The number of rotations was about two and a half and 800 to 1000 feet of altitude lost. After climbing a few thousand feet a half-hearted attempt was made to duplicate the situation, but it was unsuccessful.
With the many times that the almost identical flight conditions have been explored that is the only time this condition ever surfaced or gave any indication that it might surface. The airplane has about 180 hours on it and flies and performs beautifully.
Approaches to stalls have been very normal and docile. Usually a wing will drop (30º at the most) followed by the nose dropping, and then wings can be leveled with either rudder or aileron. During this incident no attempt was made to level the airplane until the resulting spin was entered. That the gyration was a tight spiral does not seem logical for a couple of reasons. From past experience with spins and spirals, had the airplane been spiraling considerable speed would have built up and basic control would have been regained. Also the pull-out would have had much more speed.
As to the effect that the engine had on recovery, one wonders whether it was the thrust that aided recovery or the resulting torque, or both.
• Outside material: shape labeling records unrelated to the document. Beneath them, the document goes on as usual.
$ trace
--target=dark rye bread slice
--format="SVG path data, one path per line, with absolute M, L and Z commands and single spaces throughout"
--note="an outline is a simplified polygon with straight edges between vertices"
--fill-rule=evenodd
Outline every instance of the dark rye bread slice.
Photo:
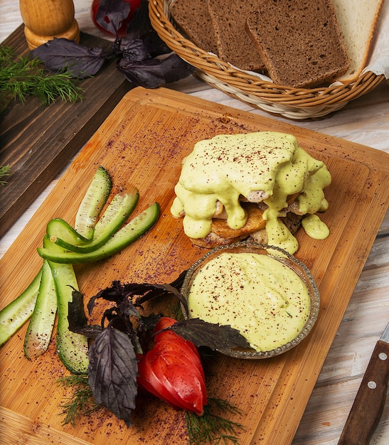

The only change to the aircraft since the original flight test is the addition of wheel fairings. It would not appear that they would cause appreciable change in flight characteristics particularly at such low air speeds.
Sincerely, Paul Wallace.
Paul reports that he installed 10 lbs of lead in the nose and his Long-EZ now flies
at full aft stick per the book.
NOTE: When doing the original envelope expansion on your new Long-EZ, wear a parachute and have at least 7000 feet of altitude. If you find yourself routinely operating at aft CG, ballast to around mid CG. Any aircraft flies better at mid CG, a little lead up in the nose does not hurt a thing.